Sepultura, who became known in Brazil and then internationally as pioneers of death metal, have never stopped writing about such local, everyday atrocities. Chaos A.D. and Roots Bloody Roots found their way to a whole, real world of hurt. Like the exiled, wandering medieval poet Dante Alighieri, Sepultura discovered a lot of familiar faces in Hell. Not so surprising that their new album, Dante XXI, shares some themes with Dante’s Divine Comedy, though Sepultura’s lyricists – singer Derrick Green, who came to the poem as a voracious African American teen in Cleveland, and the equally on-point guitarist Andreas Kisser – never try to imitate Dante’s verse. (Green and Kisser may feel like exiles from Authenticity, since the dramatic departure of Sepultura’s co-founders, brothers Max and Igor Cavalera.)(Also, though he’s always rough and ready with a tune, Green has even been charged by some keepers ov the metal flame with being a rapper, gasp.)
Sepultura’s 2003 release, Roorback, brought a sardonically swinging, slippery dynamic to songs that otherwise might’ve seemed too preachy and stiff.
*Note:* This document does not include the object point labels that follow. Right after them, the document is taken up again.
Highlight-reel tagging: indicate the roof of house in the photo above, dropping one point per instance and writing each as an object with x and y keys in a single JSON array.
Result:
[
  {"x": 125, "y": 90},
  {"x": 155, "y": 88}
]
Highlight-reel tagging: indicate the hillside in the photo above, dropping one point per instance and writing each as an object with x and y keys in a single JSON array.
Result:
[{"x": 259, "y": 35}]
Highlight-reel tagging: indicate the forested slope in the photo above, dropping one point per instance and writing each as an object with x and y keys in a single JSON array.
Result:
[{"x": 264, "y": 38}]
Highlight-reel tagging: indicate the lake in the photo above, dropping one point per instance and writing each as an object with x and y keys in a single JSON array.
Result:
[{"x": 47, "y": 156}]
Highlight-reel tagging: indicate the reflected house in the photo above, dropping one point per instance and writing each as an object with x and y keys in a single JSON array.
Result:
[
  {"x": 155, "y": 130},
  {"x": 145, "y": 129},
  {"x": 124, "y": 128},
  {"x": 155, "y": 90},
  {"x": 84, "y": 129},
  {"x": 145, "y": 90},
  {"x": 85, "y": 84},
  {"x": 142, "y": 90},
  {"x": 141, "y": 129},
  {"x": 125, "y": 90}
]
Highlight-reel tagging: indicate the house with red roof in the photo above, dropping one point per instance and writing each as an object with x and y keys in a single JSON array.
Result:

On Dante XXI, the slipperiness penetrates the material more deeply. A handclap backbeat provides a parody of gospel music, while a faintly sarcastic choir seeps into the headphones, like a whiff of gas. Brittle, hollow-pinging sounds flicker like a migraine around roaring, down-tuned guitar and bass. Horns and cellos appear, like polyps, in the murky center of the mix. At other times, the horns seem to lead the hunt, or circle overhead, like searchlights. Cellos may also mourn or brood, or turn as harsh and dry as the guitars usually are.
Other sounds, including those of words, get lost and reappear in new guises, new nuances. “Dark Wood Of Error” is dense but never too congested – the song and the album are always well-paced, like Dante’s own journey through all shades of darkness and light. The narrator/singer’s “I” rails at a “you” that sometimes seems like a distorted, mercurial image of himself. The “error” is straightforwardly admitted to be fear, seen as evidence of weakness and a sinful lack of faith in one’s own better nature.
But also, the error of another “you” (sometimes “them”) is so monstrously faithless, so compulsively fraudulent – promising salvation, law and order, everything – that mortal fear morphs into moral outrage and locks into a vicious power struggle with the forces of greedy oppression. (Did I mention it’s a metal album?)
Eventually, in “City of Dis,” a distinction is attempted between the steadfast heretic who, as Dante put it, “seems to hold all Hell in disrespect,” and the overheated hero and/or villain, who snarls like a cornered B-movie gangster in “False.” This antihero’s stances and attitudes fuse in meltdown, despite declarations like “Your mask will soon fall, I will be free from this grave where you lie.” The song takes place in “Molebolge” (Dante’s “Malebolge” or “Bad Purse” for very bad pennies aka filthy, greedy souls). “End of Hell,” Derrick Green abruptly announces, skipping Dante’s frozen ninth ring, the quicker to land in Purgatory.
If the protagonist can stand to be alone, there’s a chance things will get better.
If so, his reward is the “Crown and Miter” of faith found in himself, and so he can give up the power struggle: “Powerless! What does that mean? Who has control over everything? I had to have compassion, to understand that I have to give.” But it still sounds pretty ominous. Sepultura might have noticed that although Dante earned and rewarded himself with a heavenly vision at the end of his Divine Comedy, he died soon after finishing it. The band sounds determined to sail its underground river as long as they can, seeing by the light of Hell or Heaven or whatever’s at hand.